Dysfunction is highly contagious. Two Rutgers-led studies examine how counterproductive behaviors and bottom-line thinking spread through the workplace, ultimately hurting productivity.
The first study, published in the Journal of Management, reveals why entire teams and departments—not just one or two problematic employees—may engage in behaviors such as bullying, stealing, loafing on the job, and chronically showing up late or missing work.
“It’s a spiraling effect,” said lead author Nichelle Carpenter, an associate professor of Human Resource Management in the Rutgers School of Management and Labor Relations. “When you change the norms for what is expected and permissible, certain behaviors can pollute the entire ecosystem at work.”
Analyzing more than 70 studies involving 7,110 workplace units and 391,000 employees, Carpenter and her colleagues identified key factors that contribute to the spread of dysfunction:
- Leadership. Counterproductive behaviors are more common in teams with an abusive supervisor, and less common in teams with an ethical or charismatic supervisor.
- HR. Organizations that follow best practices for staffing, training and performance management are significantly less likely to have widespread dysfunction.
- Attitudes. When unit employees are negative and they believe management is treating them unfairly, bad habits can spread like wildfire.
Dysfunction is bad for business. The study finds that units rife with counterproductive behaviors have lower profitability and productivity, higher turnover, and poor marks for customer satisfaction. The researchers suggest implementing strategic HR practices and using surveys to detect early warning signs of dissatisfaction among units.
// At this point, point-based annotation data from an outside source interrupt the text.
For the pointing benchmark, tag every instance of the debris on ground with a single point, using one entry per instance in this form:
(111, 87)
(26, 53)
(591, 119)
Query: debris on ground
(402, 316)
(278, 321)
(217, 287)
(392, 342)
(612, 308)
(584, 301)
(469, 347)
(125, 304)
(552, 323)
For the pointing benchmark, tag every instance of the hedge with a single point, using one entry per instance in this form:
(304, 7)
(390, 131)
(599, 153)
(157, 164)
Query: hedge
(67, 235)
The second study, published in the Journal of Organizational Behavior, examines how adopting a “bottom-line mentality” short-circuits work teams. This happens when the team focuses too narrowly on a single goal such as opening new customer accounts, increasing sales revenue or generating more marketing leads.
“The entire team gets locked into the same mindset and it starts at the top with the manager,” said lead author Rebecca Greenbaum, a professor of Human Resource Management in the Rutgers School of Management and Labor Relations. “They are so focused on the bottom line that everything else goes out the window.
Surveying 438 employees in 121 teams across a variety of industries, researchers learned that performance suffers when team members are terrified of missing their targets. This loss of “psychological safety” makes employees less creative, less likely to speak up and think outside the box, and more withdrawn from their colleagues.
The bottom-line mentality can even drive unethical conduct. In one prominent example, thousands of Wells Fargo employees opened customer accounts without permission after the CEO dangled lucrative bonuses.
The researchers believe employers should tweak their performance management to measure soft metrics, such as upholding ethics, in addition to measuring hard metrics like revenue.
About the Research
Unit-Level Counterproductive Work Behavior (CWB): A Conceptual Review and Quantitative Summary by Nichelle Carpenter (Rutgers University), Daniel Whitman (Louisiana State University) and Rachel Amrhein (Washington University in St. Louis) appears in the Journal of Management.
It is All about the Bottom Line: Group Bottom-Line Mentality, Psychological Safety, and Group Creativity by Rebecca Greenbaum (Rutgers University), Julena Bonner (Utah State University), Mary Mawritz (Drexel University), Marcus Butts (Southern Methodist University) and Mickey Smith (University of South Alabama) appears in the Journal of Organizational Behavior.